Cervera del Río Alhama debía estar habitada en el Siglo III ac. por una comunidad de pelendones, tribu celtíbera dominante en la zona, a tenor de algunos de los restos que conforman en castillo, que otea desde las alturas de la villa del Alhama, y, posteriormente, por arévacos, que ascendieron desde la meseta huyendo de los romanos. Poco más tarde fueron las tropas imperiales romanas las que ocuparon la zona de Cervera, conquistando la ciudad celtíbera de Contrebia Leucade, para garantizar el transido de sus tropas hacia Astorga, y de estas, hacia Numancia. De esta época se conservan algunos puentes, como los de Valdelalosa y Navas, además de una necrópolis bajo romana en el barrio de San Miguel.
Tras una oscura presencia de los pueblos germanos, Cervera fue invadida por los musulmanes a principios del siglo VII dc., quedando bajo la administración de Banu Casi, una familia visigoda convertida al islamismo, y quienes debieron construir la parte fundamental del castillo ubicado en la peña de San Antonio, donde se conservan vestigios musulmanes como la cueva de la Luna. De esta manera se entiende el trazado de las calles de la villa, con un trazado sinuoso y almendrado, que nos remite al urbanismo árabe. En los alrededores de Cervera se han podido hallar otras fortificaciones árabes de la zona, como las ruinas de la Botica de los Moros en Cabretón. Durante los siglos X y XI, Cervera constituyó uno de los bastiones defensivos musulmanes frente a las tropas cristianas.

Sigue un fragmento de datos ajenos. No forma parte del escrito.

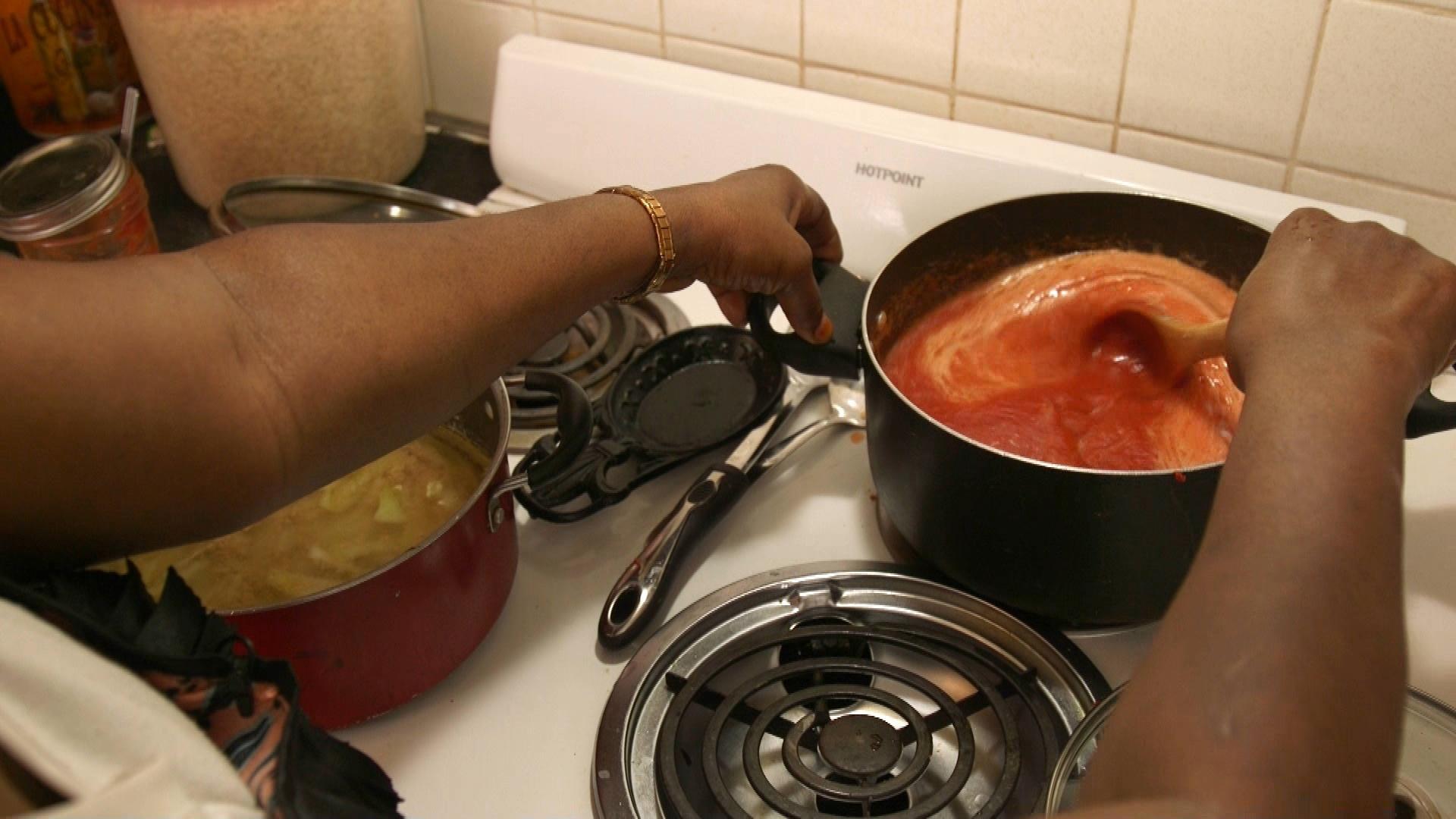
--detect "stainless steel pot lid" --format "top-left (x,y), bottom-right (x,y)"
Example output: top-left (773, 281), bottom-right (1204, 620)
top-left (209, 177), bottom-right (481, 236)
top-left (1046, 688), bottom-right (1456, 819)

A principios del siglo XII, en 1119, y siendo el enclave riojano más tardío en el proceso de reconquista, la villa fue conquistada por los pueblos cristianos encabezados por el rey Alfonso I el Batallador. Con la reconquista cristiana comenzaron a conformarse las cofradías de San Gil y Santa Ana, haciendo que poco a poco el número de cristianos fuera creciendo y superando a las otras dos culturas que pasaron a convertirse en minorías, musulmanes y judíos, que, aunque se les permitió seguir residiendo en la villa, fueron excluidas del casco urbano.
Desde 1196, Cervera perteneció al Reino de Castilla, tras el acuerdo del Mojón de los tres Reyes, que reunió en el actual barrio de Valverde a Sancho el Fuerte, rey de Navarra, Alfonso el Casto, rey de Aragón, y a Alfonso VIII, rey de Castilla. Gracias a esta situación geográfica, la cual unía los tres reinos de la península, la frontera pasó a convertirse en escenario de numerosas reuniones de monarcas con el propósito de llegar a acuerdos de paz.
El siglo XVIII significó prosperidad para la villa de Cervera. En 1789, Carlos IV nombró gobernador de Cervera al marqués de Traggia, quien impulsó la industria textil. Los cerveranos se dedicaron a negociaciones contrabandistas entre arrieros, a la vez que se formaba una gran industria manufacturera del cáñamo y el textil. Tras la guerra de independencia, Cervera abandonó la industria textil para centrarse en lo que hoy en día da fuerza y renombre a la villa, las alpargatas. Desde entonces el principal motor y corazón del pueblo se ha centrado en la industria alpargatera, contando hoy en día con un número cercano a 15 pequeñas y medianas empresas dedicadas a ello.